Banjir
dan Perubahan Iklim Edvin Aldrian ; Profesor Meteorologi
dan Klimatologi BPPT, Inter governmental Panel on Climate Change WG 1 Vice
Chair |
KOMPAS,
01 Maret
2021
Pada awal Februari kemarin, Jakarta kembali
diguyur hujan lebat dan ancaman banjir terjadi lagi. Hujan di Jakarta pada 19
Februari 2021 sekuat banjir Jakarta awal tahun baru 2020 (1 Januari 2020) di
Jakarta. Pada keesokan harinya, 20 Februari 2021, di
daerah Pasar Minggu tercatat hujan dengan intensitas 226 milimeter. Sementara
itu di Halim tercatat 176 milimeter dalam semalam. Hujan tersebut terjadi
dalam durasi 3-4 jam. Ini jauh lebih pendek dibandingkan hujan pada awal
tahun 2020. Tahun lalu tercatat rekor di Halim 377
milimeter selama hampir 10-11 jam. Jadi kualitas hujan semalam kalau datanya
dikali dua (agar durasinya sama), maka akan diperoleh di atas 400 milimeter
dalam sehari, baik di Pasar Minggu maupun Halim. Ini berarti mendekati angka
tahun lalu. Walhasil kualitas intensitasnya mirip tahun lalu. Fenomena
ekstrem Semua data pengamatan yang disampaikan itu
adalah angka-angka yang sangat fantastis dalam catatan sejarah hujan yang
ada. Pulau Jawa mengalami hujan rata-rata 2.300 milimeter dalam setahun dan
pada puncak hujan mendapat curah sekitar 300 milimeter dalam sebulan. Angka-angka yang disebut itu merupakan
nilai sangat ekstrem dan hanya terjadi pada frekuensi yang sangat jarang
sekali. Dalam istilah hidrologi dapat dikatakan angka return period atau
kemungkinan kembalinya dapat terjadi lagi pada skala 50 hingga 100 tahunan.
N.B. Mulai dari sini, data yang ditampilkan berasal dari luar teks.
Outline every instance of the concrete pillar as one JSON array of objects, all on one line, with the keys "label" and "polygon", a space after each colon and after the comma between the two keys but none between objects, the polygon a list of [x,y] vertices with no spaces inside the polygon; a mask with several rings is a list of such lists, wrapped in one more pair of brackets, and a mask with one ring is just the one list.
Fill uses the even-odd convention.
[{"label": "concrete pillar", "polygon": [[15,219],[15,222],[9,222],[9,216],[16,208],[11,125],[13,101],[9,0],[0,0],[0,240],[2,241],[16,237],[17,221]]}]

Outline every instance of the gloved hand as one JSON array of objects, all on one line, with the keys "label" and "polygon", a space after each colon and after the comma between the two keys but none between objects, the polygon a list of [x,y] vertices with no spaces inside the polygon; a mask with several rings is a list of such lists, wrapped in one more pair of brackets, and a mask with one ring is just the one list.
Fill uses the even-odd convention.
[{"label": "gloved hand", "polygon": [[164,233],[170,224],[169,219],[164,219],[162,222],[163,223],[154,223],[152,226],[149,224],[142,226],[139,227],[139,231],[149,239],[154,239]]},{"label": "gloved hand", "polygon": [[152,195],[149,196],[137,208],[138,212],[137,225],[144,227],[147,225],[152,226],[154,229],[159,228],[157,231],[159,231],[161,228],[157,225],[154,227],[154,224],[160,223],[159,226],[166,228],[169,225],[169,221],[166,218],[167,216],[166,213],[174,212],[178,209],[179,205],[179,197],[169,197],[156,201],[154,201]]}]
Mengapa hujan yang sedemikian ekstrem dapat
sering terjadi? Bulan Januari lalu kita mendapat kabar banjir di Kalimantan
Selatan yang cukup bertahan lama dengan rekor hujan adalah 270 milimeter pada
13 Januari 2021 di Banjar Baru di wilayah Bandara Syamsuddin Noor. Nilai
angka yang terjadi di daerah tersebut juga merupakan rekor ekstrem tersendiri
akibat hujan pada hari itu dan hari-hari sebelumnya. Hujan ekstrem sering kali ditengarai
disebabkan oleh peristiwa global dan bukan lokal, yaitu pemanasan global
(global warming) dan perubahan iklim. Gurun Sahara baru saja mengalami hujan
salju di bulan Januari, sementara derita serupa juga dialami oleh Negara
Bagian Texas yang berada di selatan AS. Wilayah selatan AS, seperti Miami dan
Florida, baru saja (tahun 2020) mengalami siklon tropis (biasa dikenal dengan
hurricane) dengan jumlah terbanyak dalam setahun sepanjang catatan. Meski tidak dapat dikaitkan secara langsung
hubungan antara peningkatan kondisi ekstrem pada suatu daerah dan pemanasan global, berbagai kejadian yang ada saat ini
menyebabkan kita umat manusia mau tidak mau mengakui bahwa memang ada
hubungan yang tidak langsung. Tren
pemanasan global Dilihat dari catatan, suhu bumi terus
meningkat, seiring dengan catatan konsentrasi gas karbon dioksida di atmosfer
yang sudah tembus level 400 ppm (parts per million). Selanjutnya data kondisi ekstrem juga
menunjukkan tren yang terus meningkat baik intensitas maupun frekuensinya.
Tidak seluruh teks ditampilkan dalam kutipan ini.